ECEESPE2025 ePoster Presentations Pituitary, Neuroendocrinology and Puberty (220 abstracts)
1Republican Specialized Scientific and Practical Medical Center of Endocrinology named after Ya.Kh. Turakulova, Tashkent, Uzbekistan; 2Tashkent Pediatric Medical Institute, Endocrinology, Tashkent, Uzbekistan
JOINT1250
Aim: To evaluate the signs of premature adrenarche (PA) in girls and its relationship with clinical signs.
Material and Methods: The study included 148 girls who had clinical signs of PA, and in 85 the corresponding pathology was confirmed. The control group consisted of 30 healthy girls. Serum levels of dehydroepiandrosterone (DHEA), dehydroepiandrosterone sulfate (DHEAS) and androstenedione (Δ4A) were analyzed. The prevalence of childhood metabolic syndrome (CMS) was assessed using modified WHO criteria.
Results: Based on these results, girls with PA and pubic/axillary hair growth (PAHG; n = 77) had higher levels of DHEA, DHEAS, and Δ4A than girls without PAHG (n = 8). Increased levels of adrenal androgens were also observed in the PA group without PAHG compared with the control group. The frequency of pMS among girls with PA was 18.5% (63/85), which was higher than the control group (10%, 3/30). The most common component of pMS among girls with PA was overweight (59% vs. 41% in the control group, P < 0.05). Girls with PA and PAHG were more likely to have elevated fasting insulin levels (28% vs. 10% in the control group, P <0.05).
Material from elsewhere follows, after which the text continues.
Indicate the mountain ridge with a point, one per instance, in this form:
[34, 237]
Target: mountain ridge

Conclusion: An increased concentration of adrenal androgens in serum is associated with the presence of pubic and axillary hair in girls with premature adrenarche (PA). Girls with PA have an elevated risk of developing metabolic syndrome, with excess weight being the most significant risk factor. The obtained data highlight the need for early monitoring of body weight and metabolic parameters in girls with PA to prevent metabolic disorders.